金刚石作为自然界中热导率最高的材料,常温下热导率可以达到2000W/(m·K),且室温下绝缘,具有优异的力学、声学、光学、电学和化学性质,在解决高功率电子器件散热问题上具有明显的优势。目前,现有技术制备的金刚石及其复合材料实现了高导热,但是仍然没有解决新一代电子器件散热材料所要求的可弯折性问题。而石墨烯的出现则为解决这一问题提供了理论上的可能。石墨烯是由碳原子形成的蜂窝平面单层二维大分子,原子质量轻、简单而又强力的键接结构赋予了它超高的导热性;同时,石墨烯单原子层厚度又使得其具有较好的柔性。
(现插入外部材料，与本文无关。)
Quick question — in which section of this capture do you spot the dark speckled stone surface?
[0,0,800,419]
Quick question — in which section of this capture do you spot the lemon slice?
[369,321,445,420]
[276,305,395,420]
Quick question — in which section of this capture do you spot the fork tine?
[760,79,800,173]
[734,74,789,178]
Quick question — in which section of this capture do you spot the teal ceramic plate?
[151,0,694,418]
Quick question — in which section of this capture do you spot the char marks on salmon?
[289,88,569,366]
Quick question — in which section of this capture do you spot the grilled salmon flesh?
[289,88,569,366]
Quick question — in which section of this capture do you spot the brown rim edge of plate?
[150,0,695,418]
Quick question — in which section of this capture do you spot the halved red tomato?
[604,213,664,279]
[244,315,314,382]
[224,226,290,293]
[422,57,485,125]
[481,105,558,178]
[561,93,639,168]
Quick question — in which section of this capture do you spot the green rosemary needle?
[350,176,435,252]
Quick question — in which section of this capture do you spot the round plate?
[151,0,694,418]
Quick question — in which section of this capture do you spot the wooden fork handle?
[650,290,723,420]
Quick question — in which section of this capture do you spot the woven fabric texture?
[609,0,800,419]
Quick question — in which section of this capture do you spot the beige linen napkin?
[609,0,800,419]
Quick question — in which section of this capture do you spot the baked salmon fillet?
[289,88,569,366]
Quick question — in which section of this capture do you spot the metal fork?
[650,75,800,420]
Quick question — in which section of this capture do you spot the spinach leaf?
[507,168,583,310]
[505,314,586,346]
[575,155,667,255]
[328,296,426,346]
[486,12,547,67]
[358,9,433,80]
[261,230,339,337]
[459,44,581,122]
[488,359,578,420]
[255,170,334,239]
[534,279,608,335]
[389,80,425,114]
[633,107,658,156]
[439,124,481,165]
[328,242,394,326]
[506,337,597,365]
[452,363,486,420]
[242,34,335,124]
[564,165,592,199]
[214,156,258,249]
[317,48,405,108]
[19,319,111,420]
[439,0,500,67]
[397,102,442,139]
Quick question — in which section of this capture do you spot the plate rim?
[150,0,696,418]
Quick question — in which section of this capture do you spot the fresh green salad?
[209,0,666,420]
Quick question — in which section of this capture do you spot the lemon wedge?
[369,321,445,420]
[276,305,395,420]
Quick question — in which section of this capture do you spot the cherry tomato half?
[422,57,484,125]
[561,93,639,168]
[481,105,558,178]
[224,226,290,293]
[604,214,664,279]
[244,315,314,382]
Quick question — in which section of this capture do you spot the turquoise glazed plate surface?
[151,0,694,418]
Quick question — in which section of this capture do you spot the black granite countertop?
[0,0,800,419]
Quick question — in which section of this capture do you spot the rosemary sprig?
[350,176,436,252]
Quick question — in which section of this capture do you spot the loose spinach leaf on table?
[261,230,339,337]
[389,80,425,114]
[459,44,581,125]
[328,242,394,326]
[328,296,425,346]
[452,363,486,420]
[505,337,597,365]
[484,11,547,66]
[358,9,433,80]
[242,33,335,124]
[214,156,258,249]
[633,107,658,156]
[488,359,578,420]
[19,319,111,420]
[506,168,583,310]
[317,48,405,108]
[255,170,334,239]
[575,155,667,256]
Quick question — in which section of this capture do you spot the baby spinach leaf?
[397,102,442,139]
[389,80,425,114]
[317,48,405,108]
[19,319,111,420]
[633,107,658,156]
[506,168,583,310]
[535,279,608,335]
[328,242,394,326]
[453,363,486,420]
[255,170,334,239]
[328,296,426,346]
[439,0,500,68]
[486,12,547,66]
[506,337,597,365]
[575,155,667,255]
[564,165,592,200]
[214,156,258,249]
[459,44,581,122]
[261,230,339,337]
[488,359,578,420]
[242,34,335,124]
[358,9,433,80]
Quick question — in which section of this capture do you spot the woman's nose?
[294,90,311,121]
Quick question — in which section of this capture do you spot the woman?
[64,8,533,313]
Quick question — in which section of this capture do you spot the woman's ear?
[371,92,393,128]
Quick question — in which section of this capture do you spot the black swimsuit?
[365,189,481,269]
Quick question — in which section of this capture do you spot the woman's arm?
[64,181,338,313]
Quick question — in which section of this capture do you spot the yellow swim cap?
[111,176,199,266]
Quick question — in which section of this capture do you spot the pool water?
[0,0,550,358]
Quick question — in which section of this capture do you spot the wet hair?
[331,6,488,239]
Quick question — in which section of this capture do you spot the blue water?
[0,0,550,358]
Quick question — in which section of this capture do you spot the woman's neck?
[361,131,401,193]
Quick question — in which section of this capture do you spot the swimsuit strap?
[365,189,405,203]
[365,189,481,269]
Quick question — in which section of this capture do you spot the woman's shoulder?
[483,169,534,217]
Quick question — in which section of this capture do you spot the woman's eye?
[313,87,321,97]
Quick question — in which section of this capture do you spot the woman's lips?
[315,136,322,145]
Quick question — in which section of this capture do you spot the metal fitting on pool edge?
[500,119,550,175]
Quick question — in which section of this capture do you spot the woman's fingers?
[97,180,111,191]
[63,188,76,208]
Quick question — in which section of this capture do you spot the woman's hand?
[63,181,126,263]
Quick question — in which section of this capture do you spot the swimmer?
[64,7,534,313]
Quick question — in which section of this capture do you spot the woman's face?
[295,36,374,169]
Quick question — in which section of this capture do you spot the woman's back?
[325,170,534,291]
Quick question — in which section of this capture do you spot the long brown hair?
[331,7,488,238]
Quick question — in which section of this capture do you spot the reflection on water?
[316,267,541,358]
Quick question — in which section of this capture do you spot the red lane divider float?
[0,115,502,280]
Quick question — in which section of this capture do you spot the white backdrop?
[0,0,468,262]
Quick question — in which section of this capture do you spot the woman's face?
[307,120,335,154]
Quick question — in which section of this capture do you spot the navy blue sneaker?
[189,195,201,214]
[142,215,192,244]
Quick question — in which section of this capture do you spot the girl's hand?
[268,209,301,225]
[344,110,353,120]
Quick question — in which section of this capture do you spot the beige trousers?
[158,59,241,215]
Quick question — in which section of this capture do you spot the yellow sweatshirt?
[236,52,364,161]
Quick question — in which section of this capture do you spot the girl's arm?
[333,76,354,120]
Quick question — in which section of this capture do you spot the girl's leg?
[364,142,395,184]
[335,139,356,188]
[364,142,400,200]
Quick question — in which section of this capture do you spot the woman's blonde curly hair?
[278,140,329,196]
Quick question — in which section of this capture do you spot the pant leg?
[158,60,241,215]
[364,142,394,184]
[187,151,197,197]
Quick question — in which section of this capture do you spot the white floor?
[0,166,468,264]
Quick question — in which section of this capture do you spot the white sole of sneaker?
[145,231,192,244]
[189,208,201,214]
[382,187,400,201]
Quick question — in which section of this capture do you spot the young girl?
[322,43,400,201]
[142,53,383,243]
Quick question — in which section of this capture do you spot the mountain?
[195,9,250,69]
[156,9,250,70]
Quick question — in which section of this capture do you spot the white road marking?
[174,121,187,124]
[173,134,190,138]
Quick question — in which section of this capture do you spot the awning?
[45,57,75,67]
因此,研究以金刚石、石墨烯材料来制备新一代电子元器件所需求的薄膜材料具有可行性、具有广阔的应用前景。
发明内容
本发明的第一目的在于克服现有技术中采用金刚石制备的材料不能够满足新一代电子元器件的弯折性需求,提供一种柔性高导电导热陶瓷基复合薄膜的制备方法,该制备方法得到的复合薄膜具有高导热、导电和高柔性的优点。
本发明的目的通过以下技术方案实现:
一种柔性高导电导热陶瓷基复合薄膜的制备方法,其包括以下步骤:
原料准备:在陶瓷粉末中加入烧结助剂,制成基体材料;取金刚石颗粒进行镀膜,制成覆镀金刚石颗粒;取石墨烯纳米片和铜颗粒备用;
制备薄膜坯料:将基体材料、覆镀金刚石颗粒、石墨烯纳米片和铜颗粒混合成浆料,然后采用流延成型工艺制成复合薄膜坯料;或者,将所述基体材料、覆镀金刚石颗粒、石墨烯纳米片和铜颗粒分别制成基体薄膜坯料、金刚石薄膜坯料、石墨烯薄膜坯料、铜薄膜坯料;
烧结:将所述复合薄膜坯料放入模具中;或者,将所述基体薄膜坯料、金刚石薄膜坯料、石墨烯薄膜坯料、铜薄膜坯料叠加后放入模具中,然后烧结成型,得到陶瓷基复合薄膜。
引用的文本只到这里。